確かに青年騎士(アイザック)は先触れをしてきたが、幾らなんでもシーラが現れるのが早すぎだろ(笑
アイザックとシーラが扉の向こうで何か言葉を交わすと、店の出入口を開いてシーラが入ってきた。
カランコロン
「イチノス君 私を『お出迎え』してくれたの?(笑」
「ククク」
思わず、青年騎士(アイザック)の笑いが伝染(うつ)ってしまった。
多分だが、二人は店の前で偶然に居合わせたのだろう。
「イチノス君、お昼はまだよね?」
シーラがバスケットを掲げて静かにそう告げた、瞬間、俺はさらに強い空腹を感じてしまった。
俺はシーラを招き入れ、作業場で皆とともに昼食を摂ることに決めた。
シーラを作業場へ案内すると、サノスとロザンナが歓喜の声を上げ、それまで緊張と集中が続いていた空気が一気に和やかになった。
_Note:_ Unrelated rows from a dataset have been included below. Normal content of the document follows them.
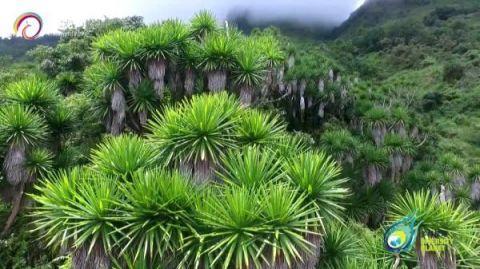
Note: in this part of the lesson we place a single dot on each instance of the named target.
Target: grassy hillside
(428, 52)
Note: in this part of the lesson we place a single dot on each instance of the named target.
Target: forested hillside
(195, 145)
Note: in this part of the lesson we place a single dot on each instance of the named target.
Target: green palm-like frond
(340, 244)
(39, 162)
(143, 98)
(34, 92)
(76, 207)
(250, 66)
(156, 43)
(157, 213)
(373, 155)
(317, 175)
(218, 52)
(201, 128)
(338, 143)
(255, 127)
(20, 125)
(395, 143)
(250, 167)
(455, 220)
(105, 77)
(122, 155)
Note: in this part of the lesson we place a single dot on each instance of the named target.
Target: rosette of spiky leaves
(200, 129)
(60, 120)
(218, 52)
(105, 77)
(474, 173)
(122, 155)
(77, 208)
(256, 127)
(451, 164)
(455, 220)
(289, 218)
(287, 144)
(20, 125)
(250, 65)
(317, 175)
(203, 24)
(369, 203)
(104, 47)
(233, 224)
(180, 34)
(400, 116)
(395, 143)
(156, 216)
(250, 167)
(39, 162)
(33, 92)
(339, 244)
(270, 48)
(156, 43)
(143, 98)
(339, 143)
(376, 117)
(371, 155)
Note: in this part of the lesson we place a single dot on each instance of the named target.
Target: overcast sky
(56, 12)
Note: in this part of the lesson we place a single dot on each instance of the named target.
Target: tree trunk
(246, 93)
(310, 260)
(96, 259)
(475, 191)
(189, 82)
(217, 80)
(156, 73)
(14, 163)
(119, 106)
(16, 206)
(134, 78)
(202, 171)
(426, 260)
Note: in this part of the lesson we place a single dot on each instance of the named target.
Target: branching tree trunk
(217, 80)
(96, 259)
(156, 73)
(119, 106)
(189, 82)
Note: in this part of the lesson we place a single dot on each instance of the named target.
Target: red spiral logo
(26, 22)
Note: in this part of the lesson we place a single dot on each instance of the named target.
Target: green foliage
(21, 126)
(121, 156)
(201, 128)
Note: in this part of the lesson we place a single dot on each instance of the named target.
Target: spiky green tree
(436, 219)
(121, 156)
(157, 215)
(340, 144)
(20, 130)
(217, 58)
(318, 177)
(33, 92)
(76, 209)
(374, 161)
(105, 81)
(157, 47)
(255, 127)
(399, 148)
(203, 24)
(122, 47)
(249, 71)
(196, 133)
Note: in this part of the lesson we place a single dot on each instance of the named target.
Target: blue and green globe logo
(401, 235)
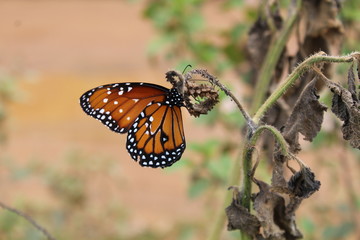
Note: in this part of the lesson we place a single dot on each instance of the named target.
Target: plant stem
(272, 56)
(235, 175)
(289, 81)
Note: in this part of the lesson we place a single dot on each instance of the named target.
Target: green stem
(272, 57)
(247, 156)
(289, 81)
(245, 160)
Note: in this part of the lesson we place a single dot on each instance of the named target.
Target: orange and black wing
(118, 105)
(157, 139)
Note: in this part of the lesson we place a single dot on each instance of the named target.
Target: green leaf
(198, 187)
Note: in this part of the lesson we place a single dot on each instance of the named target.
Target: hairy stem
(29, 219)
(272, 56)
(320, 57)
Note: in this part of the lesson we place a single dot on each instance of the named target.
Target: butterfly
(150, 114)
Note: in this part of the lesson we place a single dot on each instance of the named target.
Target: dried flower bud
(199, 98)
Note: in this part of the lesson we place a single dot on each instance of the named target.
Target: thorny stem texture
(272, 56)
(320, 57)
(248, 146)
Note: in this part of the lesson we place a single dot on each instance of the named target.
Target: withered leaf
(347, 109)
(240, 218)
(303, 183)
(276, 218)
(306, 117)
(265, 203)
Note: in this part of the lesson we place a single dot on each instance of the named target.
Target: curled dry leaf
(277, 219)
(346, 106)
(303, 183)
(240, 218)
(306, 118)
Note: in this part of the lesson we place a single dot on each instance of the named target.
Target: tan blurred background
(58, 162)
(57, 50)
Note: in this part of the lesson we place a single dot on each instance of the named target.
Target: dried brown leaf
(306, 118)
(303, 183)
(346, 106)
(277, 219)
(240, 218)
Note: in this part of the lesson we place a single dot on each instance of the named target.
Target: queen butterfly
(149, 113)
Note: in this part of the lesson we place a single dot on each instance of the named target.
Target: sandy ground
(59, 49)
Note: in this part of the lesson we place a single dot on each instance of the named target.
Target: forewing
(118, 105)
(157, 137)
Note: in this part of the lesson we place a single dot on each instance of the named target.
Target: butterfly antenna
(189, 65)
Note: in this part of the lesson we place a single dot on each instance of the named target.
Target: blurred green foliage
(186, 34)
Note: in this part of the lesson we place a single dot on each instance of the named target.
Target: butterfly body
(150, 114)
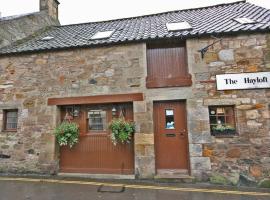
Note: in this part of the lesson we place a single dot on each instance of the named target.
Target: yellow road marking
(148, 187)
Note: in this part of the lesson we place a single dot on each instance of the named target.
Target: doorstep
(174, 175)
(97, 176)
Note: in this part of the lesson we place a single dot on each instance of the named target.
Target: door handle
(182, 133)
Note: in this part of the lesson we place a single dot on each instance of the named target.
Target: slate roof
(218, 19)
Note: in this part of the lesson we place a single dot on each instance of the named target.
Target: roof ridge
(155, 14)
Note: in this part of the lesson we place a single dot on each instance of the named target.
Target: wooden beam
(99, 99)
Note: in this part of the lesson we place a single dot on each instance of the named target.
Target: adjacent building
(196, 83)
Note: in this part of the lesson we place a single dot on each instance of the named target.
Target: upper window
(167, 65)
(222, 120)
(10, 120)
(244, 20)
(102, 35)
(97, 120)
(178, 26)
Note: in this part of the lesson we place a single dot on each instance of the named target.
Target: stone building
(18, 27)
(195, 82)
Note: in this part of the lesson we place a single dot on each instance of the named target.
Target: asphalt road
(36, 189)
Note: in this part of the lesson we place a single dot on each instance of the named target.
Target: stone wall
(19, 27)
(28, 80)
(245, 157)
その反応に少し驚きつつも、俺は二人を宥め、昼食のために作業机の上を片付けさせた。
サノスとロザンナの片付けを眺めながら、俺はシーラへ問いかける。
「シーラ、ギルドから届いたのか?」
「うん。その件もあって、イチノス君と話したくて来ちゃったの(笑」
どうやら、シーラは契約書や会合の案内を既に受け取っているようだ。
そういえば、店の外に貸出馬車が無かったな。
「今日は歩いてきたのか?」
「うん、体調も良くなったし前よりも近くなったからね」
「近い? シーラは今はパトリシアさんの家だよな? 近いのか?」
「あれ? そうか、イチノス君には話してなかったね。お姉さまの家は中央広場の直ぐ側だから、近いのよ」
シーラの言うとおりに、中央広場なら領主別邸よりは明らかに俺の店に近いな。
店から冒険者ギルドや、その先の風呂屋と同じぐらいだろう。
「サノスさん、これをお願いしても良いかしら」
作業机の上が片付きサノスが俺とシーラを見てきた。
それに応えてシーラが手にしていたバスケットをサノスへ手渡した。
「シーラさんこれは?」
「サンドイッチが4人分あるから、皆で食べましょう」
「ありがとうございます」
「助かります~。今朝はちょっとバタバタしてお昼御飯を準備出来なかったんです~」
二人が揃って礼を告げたが、サノスが余計なことを言い出した。
それでもシーラに渡されたバスケットを手に、二人で台所へと向かった。
「シーラすまんな。手間だっただろう?」
「ううん、さすがにお昼時に手ぶらじゃ来れないからね(笑」
そう言って笑うシーラの笑顔が、とても眩しく思えた。
「イチノス君はどうするつもりだったの?」
「ん? 何が?」
「お昼御飯よぉ~」
「あぁ、パンが残ってる筈だからそれで済まそうと思ってたんだ(笑」
「⋯⋯」
おい、シーラ
今の溜息の理由を教えてくれ!
「イチノス君は学校の時もそうだったよね?(笑」
「そ、そうか?(笑」
「それよりイチノス君」
「ん?」
「お店に置いてある椅子を持ってきても大丈夫?」
シーラに言われて気が付いた。
作業場には椅子が3脚しかないのだ。
これでは4人で座れない。
俺は、アイザックからの伝令を売上を入れているカゴの脇に置いて、もう1脚の椅子を店舗から作業場へと運ぶのを喜んで買って出た。